Forum Moderators: DixonJones
From the Webmaster World's glossary it seems that crawlers are more important than spiders because it means that the links have followed.
Spiders appear to be the precursor to the arrival of the crawler. Is that why Google will spider one page, then leave?
In the past week a blog page was added and I've noticed a jump in traffic (nothing in the range of you guys--right now.) Is it likely that the traffic increase is because the blog is from Google's blogger.com? Also, spiders are returning almost daily now. I'm also assuming that is because of the blog. What do you think?
AWSTATS is my log of choice. In the spider section they have comments with the spiders like: 'identified by... robot, or crawl, or spider, or hit on robtos.txt.' Spider and crawl, I understand, but what do they mean by 'hit on robots.txt'? Is that only telling me that a request was made to the robots.txt file by an unidentified source? Is this something I should be concerned about?
One last question. In the log it indicates how many pages the spider looked during its visit. One listed 0+28, another 13+4, and yet another 3+3. There are still others, but you get the idea.

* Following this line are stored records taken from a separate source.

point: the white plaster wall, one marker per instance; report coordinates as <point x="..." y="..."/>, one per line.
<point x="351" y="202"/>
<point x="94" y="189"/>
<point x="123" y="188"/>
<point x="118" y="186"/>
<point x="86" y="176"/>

AWSTATS says, "Numbers after + are successful hits on "robots.txt" files." Does that mean how many times the spider/crawler has read the robots.txt file? It isn't clear to me what the number after the '+' means.
Even if you can shed light on just one of my questions it is appreciated.
None of them suggest either old or new technology, they just refer to the process of retrieving a webpage and/or discovering links from that page to add to their crawl queue.
Is it likely that the traffic increase is because the blog is from Google's blogger.com? Also, spiders are returning almost daily now. I'm also assuming that is because of the blog. What do you think?
Only your logs can tell you where the traffic increase actually came from - sometimes you get surges of traffic from older links, other times you get a burst of traffic from something new.
The fact that Google owns blogger is really neither here nor there - I know from my own experiences that Blogger pages don't seem to be treated preferentially (at least for links etc) over other webpages.
The big question would be "how active is this blog" ... an active blog with your link inserted nicely into the daily copy will often give you a nice chunk of traffic, and if it's a more popular blog the residual referrals are often interesting.
That's my 2c, don't really know a whole lot about your choice of stats package.
- Tony
The question between spiders and crawlers came up when from the definitions given in Webmaster World's glossary.
CRAWLER:
Crawling refers to the fact, that the spider will look for links in the pages it downloads and then walk or crawl down through a web site.
SPIDER:
The main program used by search engines to retrieve web pages to include in their database. see robot.
They could very well be synomonous. From the logs it didn't appear that spiders necessarily went through the entire site.
To support the idea that they are different is that in other threads it is mentioned that spiders will come to a site and spider only the main page, then later the site will be crawled with all of the links being followed.
I get the impression that the spider is like an army scout scoping out the activities of the area. When something of interest appears, then the troops are sent in to do a thourgh inspection.